University Of Arkansas Registers ‘Woooooooo’ Hog-Calling Cheer
The University of Arkansas registered a call used to summon swine, and cheer on the school’s sports teams, as a trademark.
According to the database of the U.S. Patent and Trademark Office, on July 1 the school registered “Woooooooo. Pig. Sooie! Woooooooo. Pig. Sooie! Woooooooo. Pig. Sooie! Razorbacks!”
The school’s football team is known as the Razorbacks, a term also used to describe feral pigs.
For more trademark news, click here.
Trade Secrets/Industrial Espionage
Physician Group Opposes Maryland’s Draft Fracking Proposal
Chesapeake Physicians for Social Responsibility, a organization of Maryland doctors, is seeking disclosure of chemical formulas used in the hydraulic fracturing process used for natural-gas drilling in the state, the Cumberland Times-News reported.
The doctors’ group is working with a coalition of health and environmental organizations in opposing a draft proposal by the Maryland Department of the Environment to keep the chemical information confidential, the newspaper reported.
Drew P. Cobbs of the Maryland Petroleum Council, an oil-industry trade group, told the Times-News that many companies are already disclosing the ingredients in fracking fluid, while keeping the proportions confidential.
Quest Nutrition’s Sweetener Suit Against LSU Dismissed
Quest Nutrition LLC’s patent case against Louisiana State University over the development of a sweetener was dismissed by a federal court in Los Angeles.
The El Segundo, California-based company said in its pleadings that it had contacted LSU to consult over an invention of a potential new sweetener. The company said the school violated its confidentiality and nondisclosure agreement and asked the court to declare that it was the owner of a patent application the school filed on the sweetener.

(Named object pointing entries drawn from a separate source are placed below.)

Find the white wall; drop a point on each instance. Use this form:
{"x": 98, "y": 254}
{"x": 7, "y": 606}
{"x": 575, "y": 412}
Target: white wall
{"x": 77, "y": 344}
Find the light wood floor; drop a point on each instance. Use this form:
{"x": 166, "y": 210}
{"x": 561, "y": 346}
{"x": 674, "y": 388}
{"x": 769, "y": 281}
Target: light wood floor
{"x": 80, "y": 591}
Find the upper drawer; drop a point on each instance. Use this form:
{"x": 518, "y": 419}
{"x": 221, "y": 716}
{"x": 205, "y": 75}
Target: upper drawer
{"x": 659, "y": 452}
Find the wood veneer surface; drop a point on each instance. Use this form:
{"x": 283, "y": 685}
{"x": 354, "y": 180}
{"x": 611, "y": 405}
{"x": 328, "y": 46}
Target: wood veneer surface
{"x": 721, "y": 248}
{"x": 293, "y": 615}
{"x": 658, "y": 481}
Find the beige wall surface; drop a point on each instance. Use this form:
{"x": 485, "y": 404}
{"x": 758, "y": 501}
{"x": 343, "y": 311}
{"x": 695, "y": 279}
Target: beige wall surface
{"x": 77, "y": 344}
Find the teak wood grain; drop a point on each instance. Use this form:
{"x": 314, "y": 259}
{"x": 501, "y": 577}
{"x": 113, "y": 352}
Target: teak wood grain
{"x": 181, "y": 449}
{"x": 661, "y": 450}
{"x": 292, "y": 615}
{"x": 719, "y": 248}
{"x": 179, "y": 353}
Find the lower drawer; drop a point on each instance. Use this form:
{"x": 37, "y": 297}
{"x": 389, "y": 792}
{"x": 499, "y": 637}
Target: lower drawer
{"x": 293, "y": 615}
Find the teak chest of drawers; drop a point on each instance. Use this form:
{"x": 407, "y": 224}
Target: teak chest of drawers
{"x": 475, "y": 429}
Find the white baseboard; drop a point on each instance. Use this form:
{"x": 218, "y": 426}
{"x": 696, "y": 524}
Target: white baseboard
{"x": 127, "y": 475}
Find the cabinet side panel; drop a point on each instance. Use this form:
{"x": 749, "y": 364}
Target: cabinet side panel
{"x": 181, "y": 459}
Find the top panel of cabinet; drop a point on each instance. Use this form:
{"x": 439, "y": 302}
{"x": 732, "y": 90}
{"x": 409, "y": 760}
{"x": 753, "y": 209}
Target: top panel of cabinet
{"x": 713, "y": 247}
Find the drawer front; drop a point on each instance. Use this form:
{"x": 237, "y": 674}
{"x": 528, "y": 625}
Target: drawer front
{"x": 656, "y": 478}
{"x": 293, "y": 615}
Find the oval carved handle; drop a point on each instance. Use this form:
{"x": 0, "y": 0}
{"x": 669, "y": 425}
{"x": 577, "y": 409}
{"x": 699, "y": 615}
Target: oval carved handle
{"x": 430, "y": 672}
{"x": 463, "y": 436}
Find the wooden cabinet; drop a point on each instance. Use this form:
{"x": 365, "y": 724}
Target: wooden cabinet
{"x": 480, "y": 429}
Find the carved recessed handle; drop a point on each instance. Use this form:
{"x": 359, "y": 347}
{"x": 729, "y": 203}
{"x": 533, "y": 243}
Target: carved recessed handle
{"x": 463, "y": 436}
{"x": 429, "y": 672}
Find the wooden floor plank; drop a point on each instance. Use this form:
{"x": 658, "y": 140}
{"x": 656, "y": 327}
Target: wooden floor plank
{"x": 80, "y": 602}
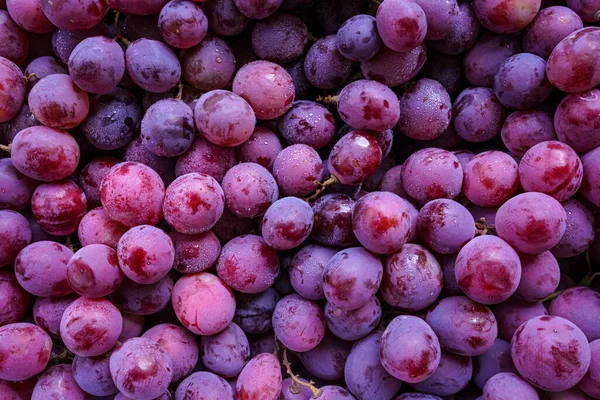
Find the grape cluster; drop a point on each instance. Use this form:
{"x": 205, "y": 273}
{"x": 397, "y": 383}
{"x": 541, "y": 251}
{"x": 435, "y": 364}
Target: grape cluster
{"x": 299, "y": 199}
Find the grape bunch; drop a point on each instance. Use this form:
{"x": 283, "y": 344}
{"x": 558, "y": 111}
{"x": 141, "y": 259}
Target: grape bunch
{"x": 299, "y": 199}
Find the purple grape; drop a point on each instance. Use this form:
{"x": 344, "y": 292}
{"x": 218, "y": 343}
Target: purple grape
{"x": 540, "y": 275}
{"x": 531, "y": 222}
{"x": 260, "y": 378}
{"x": 210, "y": 65}
{"x": 478, "y": 115}
{"x": 180, "y": 344}
{"x": 412, "y": 278}
{"x": 463, "y": 326}
{"x": 138, "y": 299}
{"x": 324, "y": 66}
{"x": 413, "y": 363}
{"x": 203, "y": 303}
{"x": 152, "y": 65}
{"x": 524, "y": 129}
{"x": 431, "y": 174}
{"x": 579, "y": 305}
{"x": 392, "y": 68}
{"x": 494, "y": 361}
{"x": 548, "y": 28}
{"x": 141, "y": 368}
{"x": 298, "y": 323}
{"x": 425, "y": 100}
{"x": 551, "y": 353}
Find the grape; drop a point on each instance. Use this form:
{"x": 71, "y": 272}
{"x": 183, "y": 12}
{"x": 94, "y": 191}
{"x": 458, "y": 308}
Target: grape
{"x": 254, "y": 311}
{"x": 539, "y": 277}
{"x": 204, "y": 386}
{"x": 548, "y": 28}
{"x": 257, "y": 10}
{"x": 369, "y": 105}
{"x": 249, "y": 190}
{"x": 267, "y": 87}
{"x": 494, "y": 361}
{"x": 261, "y": 148}
{"x": 114, "y": 119}
{"x": 146, "y": 254}
{"x": 412, "y": 278}
{"x": 97, "y": 227}
{"x": 463, "y": 326}
{"x": 324, "y": 66}
{"x": 268, "y": 35}
{"x": 580, "y": 231}
{"x": 590, "y": 185}
{"x": 491, "y": 178}
{"x": 90, "y": 327}
{"x": 182, "y": 23}
{"x": 45, "y": 154}
{"x": 260, "y": 378}
{"x": 531, "y": 222}
{"x": 141, "y": 368}
{"x": 16, "y": 235}
{"x": 550, "y": 353}
{"x": 505, "y": 16}
{"x": 579, "y": 305}
{"x": 203, "y": 303}
{"x": 425, "y": 100}
{"x": 195, "y": 253}
{"x": 431, "y": 174}
{"x": 92, "y": 374}
{"x": 524, "y": 129}
{"x": 13, "y": 299}
{"x": 478, "y": 115}
{"x": 401, "y": 24}
{"x": 445, "y": 225}
{"x": 97, "y": 64}
{"x": 307, "y": 123}
{"x": 209, "y": 65}
{"x": 224, "y": 118}
{"x": 572, "y": 66}
{"x": 298, "y": 323}
{"x": 224, "y": 18}
{"x": 16, "y": 44}
{"x": 507, "y": 385}
{"x": 141, "y": 299}
{"x": 413, "y": 363}
{"x": 132, "y": 194}
{"x": 333, "y": 220}
{"x": 152, "y": 65}
{"x": 41, "y": 269}
{"x": 48, "y": 311}
{"x": 42, "y": 67}
{"x": 28, "y": 15}
{"x": 255, "y": 271}
{"x": 57, "y": 102}
{"x": 180, "y": 344}
{"x": 58, "y": 207}
{"x": 575, "y": 120}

It also accused the school of breach of contract and asked for a court order barring further disclosure of its confidential information.
A federal court granted the school’s motion to dismiss the case, saying questions of patent ownership and breach of contract properly belonged to state court.
Additionally, the court found that while federal law permits cases in its court when the parties are citizens of two diverse jurisdictions, the state didn’t qualify as a “citizen.”
The case is Quest Nutrition LLC v. Board of Supervisors of LSU Agricultural & Mechanical College, 14-cv-02005, U.S. District Court, Central District of California (Los Angeles).